Home  ::  About Redeemer  ::  News and Events  ::  Redeemer News  



“She has learned that she is worth teaching”

Monday, September 24, 2012

Partnership funds transformational program in Ghana

Melissa Hogeboom

Melissa Hogeboom participated in the Ghana internship program last year

On her first day in Ghana as part of an internship program, Melissa Hogeboom, now a fifth-year student at Redeemer University College, met a young girl Melissa came to know as Alberta. The two got to know each other over the three months that Melissa spent in the village leading a business literacy program for women. “What struck me about Alberta was the low expectations that she had for herself,” recalls Melissa. “She didn’t believe that she could, or even should go to school.” But Melissa was taken by Alberta and walked alongside her, encouraging her. “By the time I left Ghana, Alberta had come to learn that she is worth teaching.”

That type of life transforming experience is the initiative behind a new partnership signed today between Redeemer and the Presbyterian Church in Canada (PCC). This new program, which builds upon both institutions’ existing work in Ghana, will see a Redeemer graduate spend one year in the African nation, working in a variety of community-building programs.

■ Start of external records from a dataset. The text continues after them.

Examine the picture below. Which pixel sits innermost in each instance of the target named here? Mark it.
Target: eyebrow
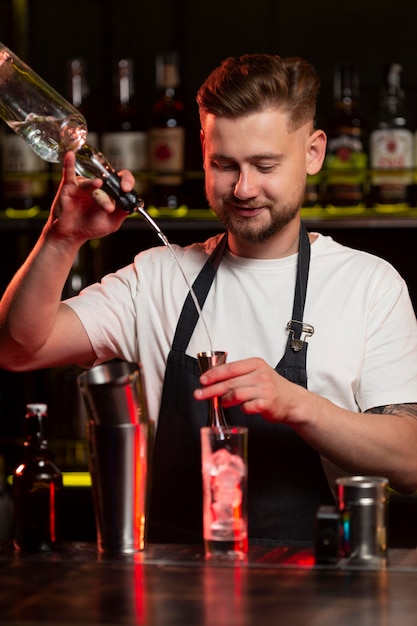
(253, 157)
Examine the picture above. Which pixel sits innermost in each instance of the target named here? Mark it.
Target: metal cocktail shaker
(362, 502)
(119, 442)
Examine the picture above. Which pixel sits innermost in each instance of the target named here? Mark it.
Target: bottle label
(391, 159)
(166, 153)
(345, 170)
(19, 158)
(126, 150)
(25, 174)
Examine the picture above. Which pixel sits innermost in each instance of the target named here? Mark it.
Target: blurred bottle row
(151, 146)
(369, 163)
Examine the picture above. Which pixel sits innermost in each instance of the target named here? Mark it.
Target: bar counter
(171, 585)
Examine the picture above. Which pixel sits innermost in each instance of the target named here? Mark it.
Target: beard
(254, 230)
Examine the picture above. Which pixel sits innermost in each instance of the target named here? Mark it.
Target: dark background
(366, 33)
(46, 33)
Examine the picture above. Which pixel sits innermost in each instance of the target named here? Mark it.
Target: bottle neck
(124, 92)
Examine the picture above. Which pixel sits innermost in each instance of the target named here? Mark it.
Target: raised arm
(36, 329)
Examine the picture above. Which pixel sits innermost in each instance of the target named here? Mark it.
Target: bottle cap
(37, 408)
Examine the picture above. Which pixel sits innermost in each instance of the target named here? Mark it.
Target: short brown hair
(253, 82)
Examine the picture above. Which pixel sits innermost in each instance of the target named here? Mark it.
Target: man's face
(255, 171)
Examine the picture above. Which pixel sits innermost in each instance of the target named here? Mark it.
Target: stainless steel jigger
(118, 437)
(207, 360)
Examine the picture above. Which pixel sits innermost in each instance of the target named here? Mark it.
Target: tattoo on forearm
(396, 409)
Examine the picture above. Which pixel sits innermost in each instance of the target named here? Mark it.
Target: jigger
(207, 360)
(118, 438)
(211, 358)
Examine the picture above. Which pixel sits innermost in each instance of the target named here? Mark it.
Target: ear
(202, 141)
(316, 151)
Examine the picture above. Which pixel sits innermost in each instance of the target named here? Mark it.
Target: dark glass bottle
(124, 137)
(166, 137)
(37, 489)
(391, 147)
(346, 158)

The partnership has been made possible in part from a generous donation from Redeemer alumnus Edgar Hielema and his wife, Karen Zwart Hielema. Edgar, who spent several years working and living in Africa, said that the program appeals to him because it connects four things about which he is passionate: engagement with other communities; a sense of personal calling; an appreciation of the history of different communities; and an ecumenical approach to addressing problems. “My goal is to instill the desire and the confidence in students to go and make a difference,” he said at the signing ceremony.

Redeemer University College has had a presence in the African nation of Ghana for a number of years through the Students for Development Internships, a national program of the Association of Universities and Colleges in Canada (AUCC) and undertaken with the financial support of the Government of Canada provided through the Canadian International Development Agency (CIDA). These internships have allowed students to work in the city of Asamankese on a variety of community development programs. Commenting on the agreement, Dr. Hubert Krygsman, Redeemer’s president, noted that it is a perfect fit to Redeemer’s goals of increasing international engagement and partnering with the church community. “These are life transforming activities that will enable Redeemer students to realize God’s global Kingdom.”

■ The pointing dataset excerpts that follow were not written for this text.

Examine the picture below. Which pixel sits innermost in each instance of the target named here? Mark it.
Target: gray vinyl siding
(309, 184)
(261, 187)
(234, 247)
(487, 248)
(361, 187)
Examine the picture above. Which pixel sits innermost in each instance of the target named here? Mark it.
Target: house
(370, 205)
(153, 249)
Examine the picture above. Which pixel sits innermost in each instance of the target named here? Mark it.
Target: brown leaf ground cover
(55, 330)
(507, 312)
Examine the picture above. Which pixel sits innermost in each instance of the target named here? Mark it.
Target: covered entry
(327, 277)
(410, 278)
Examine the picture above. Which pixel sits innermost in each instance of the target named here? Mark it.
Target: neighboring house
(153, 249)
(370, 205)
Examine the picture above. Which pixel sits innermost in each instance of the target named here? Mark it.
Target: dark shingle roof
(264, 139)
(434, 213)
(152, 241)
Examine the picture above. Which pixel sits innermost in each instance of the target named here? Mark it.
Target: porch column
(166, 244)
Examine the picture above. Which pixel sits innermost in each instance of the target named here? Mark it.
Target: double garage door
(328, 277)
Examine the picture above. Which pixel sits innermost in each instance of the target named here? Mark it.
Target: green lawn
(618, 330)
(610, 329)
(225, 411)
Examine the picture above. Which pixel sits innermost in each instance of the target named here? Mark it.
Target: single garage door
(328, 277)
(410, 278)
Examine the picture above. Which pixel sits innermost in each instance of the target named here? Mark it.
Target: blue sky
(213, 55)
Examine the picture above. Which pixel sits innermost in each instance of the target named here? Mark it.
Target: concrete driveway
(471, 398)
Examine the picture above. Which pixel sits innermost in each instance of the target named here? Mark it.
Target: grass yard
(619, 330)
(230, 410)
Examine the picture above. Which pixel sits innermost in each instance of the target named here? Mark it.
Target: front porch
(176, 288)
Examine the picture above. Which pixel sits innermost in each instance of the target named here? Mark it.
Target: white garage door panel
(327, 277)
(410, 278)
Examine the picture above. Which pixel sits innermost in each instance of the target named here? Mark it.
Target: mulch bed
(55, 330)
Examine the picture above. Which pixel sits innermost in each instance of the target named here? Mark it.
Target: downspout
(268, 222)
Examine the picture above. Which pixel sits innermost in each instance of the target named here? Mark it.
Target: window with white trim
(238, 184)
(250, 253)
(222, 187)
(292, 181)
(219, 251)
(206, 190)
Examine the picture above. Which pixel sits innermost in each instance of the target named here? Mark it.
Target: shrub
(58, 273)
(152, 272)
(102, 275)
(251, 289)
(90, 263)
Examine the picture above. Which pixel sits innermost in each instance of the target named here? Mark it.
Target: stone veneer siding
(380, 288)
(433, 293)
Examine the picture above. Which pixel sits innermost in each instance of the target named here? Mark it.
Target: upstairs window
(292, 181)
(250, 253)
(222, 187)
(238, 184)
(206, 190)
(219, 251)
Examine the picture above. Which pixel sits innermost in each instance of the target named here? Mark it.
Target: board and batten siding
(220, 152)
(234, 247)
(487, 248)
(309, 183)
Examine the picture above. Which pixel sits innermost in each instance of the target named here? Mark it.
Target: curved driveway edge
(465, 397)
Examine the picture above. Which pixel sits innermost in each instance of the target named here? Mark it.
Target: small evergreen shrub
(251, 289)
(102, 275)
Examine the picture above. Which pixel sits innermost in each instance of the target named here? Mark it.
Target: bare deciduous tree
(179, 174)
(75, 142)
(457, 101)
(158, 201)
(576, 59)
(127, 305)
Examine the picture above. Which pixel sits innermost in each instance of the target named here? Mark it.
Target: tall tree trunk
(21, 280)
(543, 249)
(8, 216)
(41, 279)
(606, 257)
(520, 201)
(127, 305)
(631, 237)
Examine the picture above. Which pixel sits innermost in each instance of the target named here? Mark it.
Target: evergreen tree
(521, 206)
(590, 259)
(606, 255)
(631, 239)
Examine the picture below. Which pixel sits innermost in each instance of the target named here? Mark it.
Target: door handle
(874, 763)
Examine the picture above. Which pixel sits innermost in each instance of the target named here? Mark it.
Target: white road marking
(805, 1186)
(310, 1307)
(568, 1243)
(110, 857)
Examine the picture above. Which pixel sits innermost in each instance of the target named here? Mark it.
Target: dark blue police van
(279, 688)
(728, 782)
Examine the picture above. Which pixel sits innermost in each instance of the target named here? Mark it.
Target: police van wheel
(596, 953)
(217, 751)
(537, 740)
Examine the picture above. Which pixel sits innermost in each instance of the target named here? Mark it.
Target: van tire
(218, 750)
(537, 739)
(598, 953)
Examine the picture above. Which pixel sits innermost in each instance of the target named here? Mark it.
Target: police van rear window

(from left): Rev. Dr. Richard Fee, Karen Zwart Hielema, Edgar Hielema and Dr. Hubert Krygsman hold a portrait of Alberta, taken by Melissa Hogeboom, and presented to the Hielema's in recognition of their gift.

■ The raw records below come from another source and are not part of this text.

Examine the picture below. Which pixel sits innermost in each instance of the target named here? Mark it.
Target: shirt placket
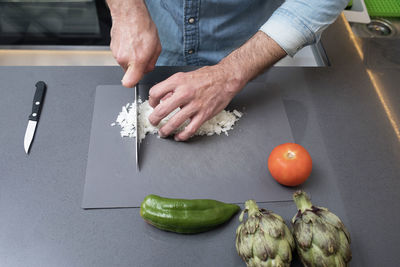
(191, 31)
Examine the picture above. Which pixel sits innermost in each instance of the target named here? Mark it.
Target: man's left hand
(200, 95)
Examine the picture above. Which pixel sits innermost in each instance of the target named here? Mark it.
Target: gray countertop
(347, 115)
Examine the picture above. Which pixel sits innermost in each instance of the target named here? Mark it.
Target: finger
(166, 107)
(152, 64)
(176, 121)
(167, 96)
(159, 91)
(190, 129)
(132, 75)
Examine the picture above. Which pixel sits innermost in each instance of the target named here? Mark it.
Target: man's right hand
(134, 39)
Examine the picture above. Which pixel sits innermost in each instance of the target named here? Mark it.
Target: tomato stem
(290, 154)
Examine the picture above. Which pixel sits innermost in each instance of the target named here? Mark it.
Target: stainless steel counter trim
(55, 47)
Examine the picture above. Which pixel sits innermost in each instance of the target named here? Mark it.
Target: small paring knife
(35, 114)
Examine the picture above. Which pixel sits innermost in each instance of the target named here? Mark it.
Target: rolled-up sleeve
(297, 23)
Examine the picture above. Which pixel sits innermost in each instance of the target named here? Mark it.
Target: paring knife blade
(136, 128)
(35, 115)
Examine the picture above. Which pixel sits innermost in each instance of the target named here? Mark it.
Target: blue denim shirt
(202, 32)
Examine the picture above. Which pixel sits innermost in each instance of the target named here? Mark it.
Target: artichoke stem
(302, 201)
(252, 207)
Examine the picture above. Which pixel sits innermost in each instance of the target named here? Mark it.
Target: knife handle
(38, 101)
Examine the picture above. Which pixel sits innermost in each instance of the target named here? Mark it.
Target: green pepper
(186, 216)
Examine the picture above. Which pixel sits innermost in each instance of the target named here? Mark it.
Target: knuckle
(178, 76)
(185, 94)
(153, 93)
(190, 130)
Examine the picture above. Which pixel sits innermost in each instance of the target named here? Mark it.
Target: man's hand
(203, 93)
(134, 39)
(200, 94)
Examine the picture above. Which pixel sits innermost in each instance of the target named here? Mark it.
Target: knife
(136, 128)
(35, 115)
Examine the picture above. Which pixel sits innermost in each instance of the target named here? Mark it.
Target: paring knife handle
(38, 101)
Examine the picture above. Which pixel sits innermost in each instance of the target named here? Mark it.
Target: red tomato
(290, 164)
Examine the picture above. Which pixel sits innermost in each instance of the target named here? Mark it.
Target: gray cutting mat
(228, 168)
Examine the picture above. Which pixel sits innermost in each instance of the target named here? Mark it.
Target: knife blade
(136, 128)
(35, 115)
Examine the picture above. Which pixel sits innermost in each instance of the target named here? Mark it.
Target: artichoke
(321, 238)
(264, 239)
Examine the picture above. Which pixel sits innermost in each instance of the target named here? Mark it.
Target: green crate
(383, 8)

The Presbyterian Church in Canada has also had a vibrant ministry in the area for many years. There are a number of Presbyterian churches in the city, and the PCC also supports His Majesty’s School, a Christian school in Asamankese. “Redeemer, even Canada, is not ‘the real world,’” noted Dr. Richard Fee, General Secretary, Life and Mission Agency of the PCC. “But thank God they exist, because it is from their strengths that we can go into the real world—that place where so much of the world exists—with interns such as these who will make a difference. That’s what this partnership is all about.”

The first intern to participate in the program, Angie Lang, began her work this past August. Angie will be working with 5 year-olds at His Majesty’s School until next summer.